Worries about house prices, falling stock markets, industrial unrest and global instability has led to prolonged uncertainty in the services sector that set to continue, a CBI report reveals.
The latest quarterly service sector survey by the CBI and Grant Thornton survey published on December 2 looks at business and professional services firms such as advertising agencies and management consultants, as well as consumer services firms such as hotels and restaurants.
Business and professional services firms saw a pick-up in the value and volume of business over the past three months. But both remain significantly below normal and confidence about the business situation has failed to improve.
Profits fell further among business and professional services firms, although this decline is expected to come to an end in the next three months. Prices continued to fall but at a slower rate than in the previous quarter and they are expected to stay flat in the coming months.
Employment costs rose over the past quarter with the number of people employed rising as well as costs per employee. Firms expect to continue taking on more staff in the coming months but at a slower rate.
Capital expenditure is also being held back by worries about the future. Figures out last week showed business investment had seen its worst slump since records began nearly 40 years ago.
Business and professional services firms plan to invest more in information technology in the coming year. But spending on fixed capital is being held back by uncertainty about demand, as well as inadequate returns. The level of demand remains by far the most important constraint on the expected level of business.
Consumer services firms reported a more mixed picture. A slight pick up in the volume of business - following six quarters of decline - failed to feed through to confidence, which slumped significantly. The value of business fell a little.
Overall profitability in the consumer services sector rose unexpectedly for the first time since November 2000, driven by hotels, bars and restaurants, but firms expect the rate of profit growth to slow over the coming three months. Prices were broadly unchanged over the past three months but firms expect them to fall a little in the coming months.
Consumer services firms took on more staff over the past three months and expect to continue employing more people in the coming months, although at a slower rate. Costs per employee are still rising but less so than in the previous quarter.

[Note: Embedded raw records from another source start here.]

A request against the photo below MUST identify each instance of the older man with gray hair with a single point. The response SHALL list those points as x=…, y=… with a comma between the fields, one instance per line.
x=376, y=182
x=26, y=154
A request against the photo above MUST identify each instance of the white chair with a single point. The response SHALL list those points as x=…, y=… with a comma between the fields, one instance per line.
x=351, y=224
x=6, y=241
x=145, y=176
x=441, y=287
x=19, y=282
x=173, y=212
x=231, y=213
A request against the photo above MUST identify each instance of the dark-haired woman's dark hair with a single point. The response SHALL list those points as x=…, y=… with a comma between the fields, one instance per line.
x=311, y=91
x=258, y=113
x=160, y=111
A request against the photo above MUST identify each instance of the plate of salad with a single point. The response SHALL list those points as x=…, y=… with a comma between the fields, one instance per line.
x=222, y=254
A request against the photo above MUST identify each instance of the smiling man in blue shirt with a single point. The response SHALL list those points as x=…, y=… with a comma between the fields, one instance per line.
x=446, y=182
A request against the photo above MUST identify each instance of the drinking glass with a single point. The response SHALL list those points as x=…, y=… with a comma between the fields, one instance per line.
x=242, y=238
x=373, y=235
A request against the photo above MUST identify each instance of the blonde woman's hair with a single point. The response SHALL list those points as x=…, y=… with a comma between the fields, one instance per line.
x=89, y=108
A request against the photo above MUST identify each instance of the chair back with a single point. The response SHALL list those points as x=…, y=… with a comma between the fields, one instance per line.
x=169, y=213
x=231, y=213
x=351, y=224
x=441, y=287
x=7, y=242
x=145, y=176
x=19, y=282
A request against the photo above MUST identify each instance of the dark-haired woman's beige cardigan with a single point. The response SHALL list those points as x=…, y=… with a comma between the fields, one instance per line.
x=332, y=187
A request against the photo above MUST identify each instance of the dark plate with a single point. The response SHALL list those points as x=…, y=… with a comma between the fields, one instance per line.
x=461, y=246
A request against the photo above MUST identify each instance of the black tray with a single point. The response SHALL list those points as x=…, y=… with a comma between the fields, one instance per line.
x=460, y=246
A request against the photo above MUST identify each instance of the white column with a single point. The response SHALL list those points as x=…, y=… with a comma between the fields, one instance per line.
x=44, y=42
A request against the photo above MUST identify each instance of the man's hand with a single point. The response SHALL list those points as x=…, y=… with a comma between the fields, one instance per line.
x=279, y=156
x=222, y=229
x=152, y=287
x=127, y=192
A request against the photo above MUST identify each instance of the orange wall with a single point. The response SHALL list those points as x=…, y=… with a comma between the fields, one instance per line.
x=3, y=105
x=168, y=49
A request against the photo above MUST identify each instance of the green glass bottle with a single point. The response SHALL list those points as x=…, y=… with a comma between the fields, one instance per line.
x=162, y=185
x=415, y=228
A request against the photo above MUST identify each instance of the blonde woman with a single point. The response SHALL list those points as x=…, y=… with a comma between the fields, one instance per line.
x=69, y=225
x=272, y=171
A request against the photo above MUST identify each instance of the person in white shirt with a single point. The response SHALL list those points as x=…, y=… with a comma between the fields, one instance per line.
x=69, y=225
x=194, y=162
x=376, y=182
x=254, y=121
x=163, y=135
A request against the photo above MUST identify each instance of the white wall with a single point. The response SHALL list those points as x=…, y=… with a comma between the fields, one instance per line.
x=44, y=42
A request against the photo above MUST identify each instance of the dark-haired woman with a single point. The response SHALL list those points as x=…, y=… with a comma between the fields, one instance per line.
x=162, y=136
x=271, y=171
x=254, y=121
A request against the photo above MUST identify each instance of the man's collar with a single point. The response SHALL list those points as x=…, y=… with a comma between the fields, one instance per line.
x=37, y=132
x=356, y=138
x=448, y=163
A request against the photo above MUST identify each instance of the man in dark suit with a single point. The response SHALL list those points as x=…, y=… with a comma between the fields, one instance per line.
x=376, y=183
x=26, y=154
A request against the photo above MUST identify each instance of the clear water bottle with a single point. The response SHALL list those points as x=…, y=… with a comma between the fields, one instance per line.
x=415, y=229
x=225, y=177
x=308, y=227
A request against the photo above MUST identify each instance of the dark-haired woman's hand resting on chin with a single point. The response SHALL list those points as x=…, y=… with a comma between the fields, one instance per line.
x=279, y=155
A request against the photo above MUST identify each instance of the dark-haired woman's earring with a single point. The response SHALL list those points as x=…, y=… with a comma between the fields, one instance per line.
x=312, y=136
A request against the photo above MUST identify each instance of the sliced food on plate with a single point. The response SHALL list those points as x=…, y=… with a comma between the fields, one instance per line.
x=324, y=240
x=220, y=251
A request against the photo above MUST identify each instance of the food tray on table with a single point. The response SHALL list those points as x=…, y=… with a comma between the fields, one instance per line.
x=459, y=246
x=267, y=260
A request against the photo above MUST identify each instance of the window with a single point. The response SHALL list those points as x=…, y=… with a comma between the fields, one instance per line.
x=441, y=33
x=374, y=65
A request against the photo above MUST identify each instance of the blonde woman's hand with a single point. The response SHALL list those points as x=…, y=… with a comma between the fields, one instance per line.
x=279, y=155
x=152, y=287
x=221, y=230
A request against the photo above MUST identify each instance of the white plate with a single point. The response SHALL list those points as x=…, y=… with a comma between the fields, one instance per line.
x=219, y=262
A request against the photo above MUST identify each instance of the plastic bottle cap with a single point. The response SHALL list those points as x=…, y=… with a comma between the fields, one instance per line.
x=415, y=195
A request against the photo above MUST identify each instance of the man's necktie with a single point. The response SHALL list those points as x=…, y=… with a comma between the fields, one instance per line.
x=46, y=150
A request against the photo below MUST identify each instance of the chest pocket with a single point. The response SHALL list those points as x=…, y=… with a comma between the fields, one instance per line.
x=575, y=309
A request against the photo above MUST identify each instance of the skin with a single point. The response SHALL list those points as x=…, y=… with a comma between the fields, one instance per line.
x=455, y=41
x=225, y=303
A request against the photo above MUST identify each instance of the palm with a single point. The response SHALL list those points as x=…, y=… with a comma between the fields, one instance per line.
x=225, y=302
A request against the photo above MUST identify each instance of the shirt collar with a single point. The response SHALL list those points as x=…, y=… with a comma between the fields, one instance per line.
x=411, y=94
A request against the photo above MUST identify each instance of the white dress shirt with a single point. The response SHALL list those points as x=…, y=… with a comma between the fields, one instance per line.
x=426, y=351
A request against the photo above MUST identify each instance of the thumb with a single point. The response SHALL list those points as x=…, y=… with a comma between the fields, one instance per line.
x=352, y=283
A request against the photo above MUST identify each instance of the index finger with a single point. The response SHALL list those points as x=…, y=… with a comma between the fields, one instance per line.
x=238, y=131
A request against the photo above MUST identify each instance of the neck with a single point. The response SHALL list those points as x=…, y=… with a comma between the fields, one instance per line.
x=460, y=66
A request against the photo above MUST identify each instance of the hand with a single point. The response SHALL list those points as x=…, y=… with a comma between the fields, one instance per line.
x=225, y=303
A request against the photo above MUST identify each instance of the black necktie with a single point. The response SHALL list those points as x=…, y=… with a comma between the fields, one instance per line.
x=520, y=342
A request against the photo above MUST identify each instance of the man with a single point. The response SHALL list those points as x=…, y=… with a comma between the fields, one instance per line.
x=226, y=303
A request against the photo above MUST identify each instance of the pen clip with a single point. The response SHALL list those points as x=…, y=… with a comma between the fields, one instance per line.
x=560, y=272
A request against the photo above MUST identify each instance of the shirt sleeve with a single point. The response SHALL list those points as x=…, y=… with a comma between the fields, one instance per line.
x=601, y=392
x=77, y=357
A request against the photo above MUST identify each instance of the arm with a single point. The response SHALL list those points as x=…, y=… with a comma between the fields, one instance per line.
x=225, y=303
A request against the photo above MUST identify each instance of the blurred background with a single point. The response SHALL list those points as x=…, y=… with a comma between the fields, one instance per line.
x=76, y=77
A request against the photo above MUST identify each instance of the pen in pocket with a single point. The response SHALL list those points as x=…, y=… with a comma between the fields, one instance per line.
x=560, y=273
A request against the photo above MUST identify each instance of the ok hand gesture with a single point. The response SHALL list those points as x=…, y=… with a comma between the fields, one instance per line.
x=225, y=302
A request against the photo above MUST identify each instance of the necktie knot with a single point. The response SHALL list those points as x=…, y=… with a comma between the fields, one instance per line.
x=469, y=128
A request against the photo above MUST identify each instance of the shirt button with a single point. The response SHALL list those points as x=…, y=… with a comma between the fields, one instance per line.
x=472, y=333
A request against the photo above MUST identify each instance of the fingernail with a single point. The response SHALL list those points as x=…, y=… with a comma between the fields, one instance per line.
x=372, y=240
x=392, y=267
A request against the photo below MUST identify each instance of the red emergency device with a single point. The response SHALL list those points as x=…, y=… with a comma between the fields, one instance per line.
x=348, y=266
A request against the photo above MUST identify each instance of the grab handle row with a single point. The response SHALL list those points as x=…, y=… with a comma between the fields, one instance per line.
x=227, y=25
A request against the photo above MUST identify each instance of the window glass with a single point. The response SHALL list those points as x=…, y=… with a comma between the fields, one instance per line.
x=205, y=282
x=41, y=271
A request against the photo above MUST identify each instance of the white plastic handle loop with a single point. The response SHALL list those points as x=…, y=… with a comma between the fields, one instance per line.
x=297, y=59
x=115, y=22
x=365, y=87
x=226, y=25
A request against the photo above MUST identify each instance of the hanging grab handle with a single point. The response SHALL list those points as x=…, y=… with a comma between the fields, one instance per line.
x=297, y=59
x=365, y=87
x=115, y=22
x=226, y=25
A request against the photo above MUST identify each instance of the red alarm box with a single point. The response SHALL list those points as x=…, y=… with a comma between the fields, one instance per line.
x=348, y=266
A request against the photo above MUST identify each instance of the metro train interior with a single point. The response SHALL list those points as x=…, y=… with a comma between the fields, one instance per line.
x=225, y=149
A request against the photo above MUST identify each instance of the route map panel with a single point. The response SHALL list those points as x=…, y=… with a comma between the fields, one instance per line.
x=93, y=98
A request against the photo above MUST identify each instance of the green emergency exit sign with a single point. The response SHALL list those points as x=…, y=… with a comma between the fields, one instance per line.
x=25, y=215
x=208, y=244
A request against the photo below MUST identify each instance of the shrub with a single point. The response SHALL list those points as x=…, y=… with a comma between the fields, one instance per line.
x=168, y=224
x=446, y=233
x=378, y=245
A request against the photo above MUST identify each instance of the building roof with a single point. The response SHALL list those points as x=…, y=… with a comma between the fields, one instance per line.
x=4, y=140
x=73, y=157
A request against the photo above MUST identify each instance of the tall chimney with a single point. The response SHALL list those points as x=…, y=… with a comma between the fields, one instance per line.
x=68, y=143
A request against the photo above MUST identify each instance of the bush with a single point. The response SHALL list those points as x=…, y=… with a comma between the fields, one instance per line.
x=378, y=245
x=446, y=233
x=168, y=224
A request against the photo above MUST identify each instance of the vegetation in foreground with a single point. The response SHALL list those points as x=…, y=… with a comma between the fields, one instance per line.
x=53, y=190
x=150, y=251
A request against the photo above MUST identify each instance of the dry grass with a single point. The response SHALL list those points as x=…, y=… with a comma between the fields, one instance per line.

Companies in the consumer services sector said they plan to start investing again in information technology, vehicles, plant and machinery over the coming year. For these firms, uncertainty about demand has fallen as an expected constraint on investment and the level of demand has come down as an expected constraint on the level of business.
Scott Barnes, Grant Thornton Specialist Financial Services Managing Partner, said: "The continuing lack of confidence in the service sector, despite some positive signs, can be imputed to a growing number of destabilising factors which have fuelled a gloomy attitude towards the future.
"Predictions of a drop in house prices, the possibility of war with Iraq, coupled with a continuing flat stock market and some industrial unrest appear to have created a negative sentiment which a small increase in the value and volume of business is not going to redress. This prolonged uncertainty in the economy is here to stay unless some of the issues currently affecting optimism are seen to be resolved."
Ian McCafferty, CBI Chief Economist, said: "Business services have seen a pick up in business in recent months, yet this has failed to feed through to optimism and they remain worried about the future. Consumer services have seen the steady decline in their sector level out, yet they have become much gloomier. These firms were expecting a recovery much earlier in the year and as the turnaround has become more prolonged and uncertain their confidence has been dented."